The stance of the Federal Reserve (Fed) is closely followed in all markets, including the cryptocurrency market. Therefore, it is very important to predict the steps that the US central bank will take. For this, documents, speeches and reports that provide clues about the Fed’s stance are important. To that end, the Fed has released the Beige Book to offer some clues.
Fed Beige Book: Growth and jobs slow
The US Federal Reserve (Fed), in its Beige Book survey of regional business circles, says that growth in the US economy and job market slowed in July and August. He also notes that many businesses expect wage increases to decline overall in the near term. “Contacts from most regions indicated that economic growth has been moderate,” the Fed says Wednesday in the report, released two weeks before each meeting of the policy-making Federal Open Market Committee (FOMC).

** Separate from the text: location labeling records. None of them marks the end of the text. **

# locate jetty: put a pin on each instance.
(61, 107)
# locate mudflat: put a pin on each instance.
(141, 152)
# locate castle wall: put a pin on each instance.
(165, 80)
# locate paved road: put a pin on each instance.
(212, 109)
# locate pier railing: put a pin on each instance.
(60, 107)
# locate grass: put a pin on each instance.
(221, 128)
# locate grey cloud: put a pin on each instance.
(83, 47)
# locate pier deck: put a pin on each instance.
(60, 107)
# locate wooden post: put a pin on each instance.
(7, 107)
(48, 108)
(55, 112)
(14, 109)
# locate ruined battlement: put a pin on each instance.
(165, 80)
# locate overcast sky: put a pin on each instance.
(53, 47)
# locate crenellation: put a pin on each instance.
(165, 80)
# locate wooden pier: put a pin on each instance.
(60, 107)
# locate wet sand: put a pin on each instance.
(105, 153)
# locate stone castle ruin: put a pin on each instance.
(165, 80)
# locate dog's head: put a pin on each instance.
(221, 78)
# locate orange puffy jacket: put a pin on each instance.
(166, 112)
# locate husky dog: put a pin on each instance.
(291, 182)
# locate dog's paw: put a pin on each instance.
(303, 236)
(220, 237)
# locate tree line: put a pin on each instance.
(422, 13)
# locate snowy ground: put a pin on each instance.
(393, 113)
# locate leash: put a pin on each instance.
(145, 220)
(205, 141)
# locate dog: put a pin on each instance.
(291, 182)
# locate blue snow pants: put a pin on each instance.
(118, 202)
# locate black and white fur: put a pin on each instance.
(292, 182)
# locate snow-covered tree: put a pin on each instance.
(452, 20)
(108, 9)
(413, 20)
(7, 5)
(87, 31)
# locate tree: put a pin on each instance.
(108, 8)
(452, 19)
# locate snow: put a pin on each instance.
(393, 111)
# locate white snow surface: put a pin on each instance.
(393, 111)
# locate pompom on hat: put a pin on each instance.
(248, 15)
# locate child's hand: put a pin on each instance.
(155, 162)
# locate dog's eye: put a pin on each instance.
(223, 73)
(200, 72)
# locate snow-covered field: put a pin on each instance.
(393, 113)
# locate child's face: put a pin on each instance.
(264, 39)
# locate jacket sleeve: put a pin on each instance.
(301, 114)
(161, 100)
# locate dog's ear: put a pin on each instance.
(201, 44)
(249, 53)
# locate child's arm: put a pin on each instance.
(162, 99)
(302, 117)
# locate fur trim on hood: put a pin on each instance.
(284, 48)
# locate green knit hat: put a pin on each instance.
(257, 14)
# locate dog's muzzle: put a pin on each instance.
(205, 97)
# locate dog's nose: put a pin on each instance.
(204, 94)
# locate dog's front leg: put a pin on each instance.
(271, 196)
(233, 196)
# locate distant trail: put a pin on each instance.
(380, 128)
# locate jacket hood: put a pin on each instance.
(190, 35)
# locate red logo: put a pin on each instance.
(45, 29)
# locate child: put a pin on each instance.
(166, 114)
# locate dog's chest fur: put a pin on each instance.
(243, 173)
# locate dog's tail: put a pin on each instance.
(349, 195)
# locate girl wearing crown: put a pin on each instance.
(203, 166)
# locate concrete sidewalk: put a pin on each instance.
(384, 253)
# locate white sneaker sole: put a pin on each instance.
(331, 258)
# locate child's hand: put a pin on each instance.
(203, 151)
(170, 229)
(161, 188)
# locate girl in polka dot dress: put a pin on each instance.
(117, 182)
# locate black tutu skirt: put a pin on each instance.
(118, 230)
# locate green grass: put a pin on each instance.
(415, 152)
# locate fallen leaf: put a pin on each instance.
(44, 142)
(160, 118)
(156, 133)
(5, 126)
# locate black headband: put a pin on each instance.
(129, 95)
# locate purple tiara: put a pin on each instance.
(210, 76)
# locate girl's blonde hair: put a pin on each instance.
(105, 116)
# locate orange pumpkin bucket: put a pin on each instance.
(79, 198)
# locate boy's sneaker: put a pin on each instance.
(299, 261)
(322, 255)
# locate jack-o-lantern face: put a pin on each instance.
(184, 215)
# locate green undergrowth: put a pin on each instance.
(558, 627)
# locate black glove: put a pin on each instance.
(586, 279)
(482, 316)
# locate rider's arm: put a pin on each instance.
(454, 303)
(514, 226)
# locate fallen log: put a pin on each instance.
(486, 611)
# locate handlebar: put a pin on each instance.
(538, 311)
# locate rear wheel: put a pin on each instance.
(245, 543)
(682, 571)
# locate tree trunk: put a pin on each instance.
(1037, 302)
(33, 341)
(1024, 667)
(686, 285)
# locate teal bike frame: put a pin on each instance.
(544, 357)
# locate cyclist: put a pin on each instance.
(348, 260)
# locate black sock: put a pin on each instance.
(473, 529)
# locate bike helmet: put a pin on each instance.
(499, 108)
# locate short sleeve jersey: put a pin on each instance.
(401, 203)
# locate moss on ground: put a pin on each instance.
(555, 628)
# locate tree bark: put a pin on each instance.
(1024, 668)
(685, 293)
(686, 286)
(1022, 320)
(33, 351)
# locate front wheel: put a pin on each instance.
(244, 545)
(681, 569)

The Fed notes in the Beige Book that it sees signs that inflation and wage growth may slow down later in the year. The Fed’s Beige Book details the state of the economy in the central bank’s 12 districts. The report points to some slowdown that we see reflected in the economic data. Beige Book today underlines that in August, businesses in some regions had difficulties in reflecting their costs to consumers. Accordingly, it reveals that the costs of producing goods are rising faster than the prices at which businesses sell them.
Fed Beige Book: Price increases have slowed overall
Anecdotally, firms that cut profit margins in New York say consumers are becoming more price-conscious, and price is often the most important factor when deciding whether to make a purchase. Most regions now report a general slowdown in price growth. It reports a slowdown especially in the manufacturing and consumer goods sectors.
“Your wages stay alive, but the trend is about to reverse”
As for the job market, employment growth has been mostly sluggish across the US, as you can follow on Kriptokoin.com. Companies still struggle to find workers with the appropriate skill sets. This helps keep wages alive. This appears to be an obstacle to the decline of inflation. The Fed attaches great importance to this situation in its interest rate decisions. However, companies expect this trend to reverse in the fall.
In addition, companies say they expect a broad slowdown in wage growth. Now officials will use this information in two weeks for policy meetings that are expected to keep interest rates steady in the 5.25% to 5.5% range as we continue to monitor this cooler data we’ve seen on both the employment and inflation front. In the meantime, it should be noted that the Fed Beige Book is also in line with the latest data.